I am not one to get stressed. In fact, I've hardly ever really been frantically stressed like many people I know. Of course, I always have about ten million minor worries, but I've never been the sort to freak out over a big assignment - just complain internally a little and then go with the flow.

But recently it hit me that I only get one chance to get into a good college and if I don't then well I could be screwed. And it hit me pretty hard and painfully and so I said, my goodness I have to get straight A+s by the end of this year to make sure I get into a good one. I have to do well on every assignment, study for every test until I know everything, and revise every paper over and over again until it is right.

I got an 82 on a test/quizthing the other day and almost swore aloud when I saw it in the middle of class. (And I never swear.) Then every time I thought about it I wanted to cry and was angry with myself and angry with the teacher for not having even explained more than just a little bit about what the test was on.

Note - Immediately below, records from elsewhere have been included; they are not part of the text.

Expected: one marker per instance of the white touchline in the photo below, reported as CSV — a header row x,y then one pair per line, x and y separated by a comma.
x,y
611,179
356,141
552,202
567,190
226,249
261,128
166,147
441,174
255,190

And I know it should be put in the past because there is no other place for it.I'm just so worried. These fears make me obsessive and this obsession makes me compulsive and that's where I get to the very unpleasantness of the thing. I feel unprepared. I feel like getting into college is like a chess-game, in which a good player has to plan his every move far in advance in order to come out victorious. I am remorseful over the Bs and one shameful C that I got in freshman year, two years ago. In fact, I am remorseful over every B that has appeared on my report card all throughout high school, and angry that they have not only made an occasional appearance, because I mostly get A's with two or three B's. The blind ambition to get a row of grades above 94 on my year's-end report card is stressful.

But I realized that the schools I want most to go to are so selective, accepting usually less than 30% of their applicants, sometimes a lot less. I didn't know this before! I didn't know those were the ones I'd pick! How was I supposed to know, so far in advance? It seems like I should've known freshman year to get high grades to get into all honors tenth grade classes to get recommended for eleventh grade IB classes, of which in eleventh grade now I have none. At least I'm not going to mess up next year. It's going to be my most challenging schedule yet with APs and IBs and other such things. And then I worry that it will be a lot of work and I'd fall behind which I cannot under any circumstances ever do ever.

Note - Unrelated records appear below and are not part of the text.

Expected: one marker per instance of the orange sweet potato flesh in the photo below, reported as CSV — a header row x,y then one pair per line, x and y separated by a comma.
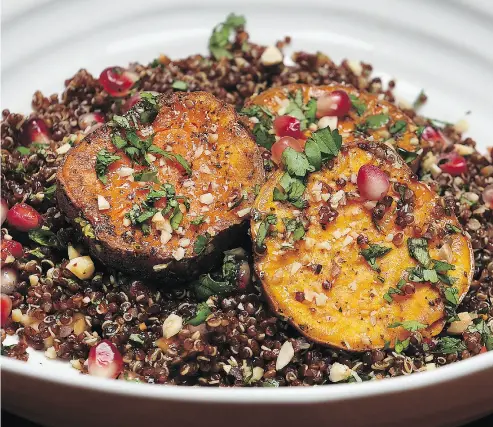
x,y
225,162
408,140
353,314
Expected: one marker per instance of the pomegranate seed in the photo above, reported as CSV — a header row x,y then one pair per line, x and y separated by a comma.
x,y
35,130
336,103
24,217
4,208
287,126
9,280
11,248
488,196
373,183
454,164
90,119
279,147
117,81
5,309
104,360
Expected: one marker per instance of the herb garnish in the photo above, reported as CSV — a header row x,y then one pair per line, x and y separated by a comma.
x,y
372,253
180,85
201,243
203,310
219,40
263,231
408,156
376,121
103,159
448,345
398,127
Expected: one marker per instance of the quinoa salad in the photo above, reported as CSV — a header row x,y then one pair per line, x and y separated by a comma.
x,y
278,307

I've been so harrowed about it lately. For example, I got home from school today and read a letter from the school that got send to my house concerning a change in school uniform. See, usually, seniors are allowed to wear pastel colored blouses with no sweater or vest, while the rest of the students are made to wear plain white blouses with sweaters/vests over them. But next year seniors will be able only to wear blue shirts with a sweater or vest over them. I burst out crying. Yes, it is mightily disappointing to face another year of boring uniforms when I had looked forward to a little less dulness, but it's no reason to start sobbing. Really I wasn't in such a fit of nerves because of the uniform change but rather because of the stressfulness of all this and worrying about the mistakes I made in the past with not having gotten the best grades I could've gotten, and the imperative need to get the best grades now. And I know I'm not even applying to colleges for another, what, seven or eight months? But like I said, it feels like I had to start earlier than I am starting now with everything planned out just so to ensure success.

Success. It makes me jealous. My cardinal sin is fear and one of the many things of which I am afraid is failure. Fear leads me to jealousy and I envy those who strive to do their best all the time and who have planned since freshman year and who did take all those IB classes and who do get straight A's all the time. I'm jealous. I'm jealous and it's not good, for I should instead be motivated for myself without the poison of jealousy slipping in.